Several Midwestern branch offices of the National Weather Service released spring flood outlook reports late Thursday. None project significant flooding - even the risk of minor flooding is below normal in many places.
That's a bit of a surprise considering how snowy the winter has been. Parts of Minnesota, Wisconsin and Iowa still have up to 3 feet of snow on the ground.
The snowfall has been offset by unusually low river levels and drought, National Weather Service hydrologist Mark Fuchs in suburban St. Louis said. He said that when the snow melts, much of it is expected to go into the parched ground.
"There is a fair amount of snow up north but there is also a drought up north," Fuchs said Friday. "That's the one thing that's going to mitigate the flood potential."
Long-term rainfall projections call for around average precipitation in the spring.

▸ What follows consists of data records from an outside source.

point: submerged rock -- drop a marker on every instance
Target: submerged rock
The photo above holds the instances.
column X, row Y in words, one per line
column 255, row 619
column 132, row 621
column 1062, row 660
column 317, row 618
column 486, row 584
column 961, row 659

Fuchs said if that's accurate, minor flooding could be expected in parts of the Mississippi River from southern Iowa to the Missouri River confluence near St. Louis. Mississippi River tributaries could also see mostly minor flooding.
Some rivers in Missouri, Illinois and Indiana are already out of their banks, though the flooding is expected to be minor and brief.
This week's unusually warm temperatures caused significant snow melt in northern Missouri. Combined with up to an inch of rain in the middle of the week, a few rivers spilled over their banks. Ewing, a tiny community about 120 miles north of St. Louis, was hardest hit, but damage was mostly limited to farmland and county roads.
Spring flood predictions for the region south of St. Louis are difficult to project because the National Weather Service hasn't yet developing flood modeling for the Missouri River, which plays such an important role in Mississippi River depths below the confluence.
The spring outlook from the weather service's Sioux Falls, S.D., office calls for a lower than normal chance of flooding over much of the Dakotas and into Nebraska. The Des Moines, Iowa, office projects near-normal flood risks over most of Iowa, saying that below-normal soil moisture offsets deep frost that often raises flood concern.
The Rock Island, Ill., weather service office projects near-normal flood risk on the Mississippi River in most of Iowa and Illinois, but a slightly elevated risk from Dubuque, Iowa, south to the far northeastern Missouri.
Fuchs cautioned that a strong and extended storm or two could wipe out all the hopeful predictions.
"The bottom line is how much rain do we get," he said.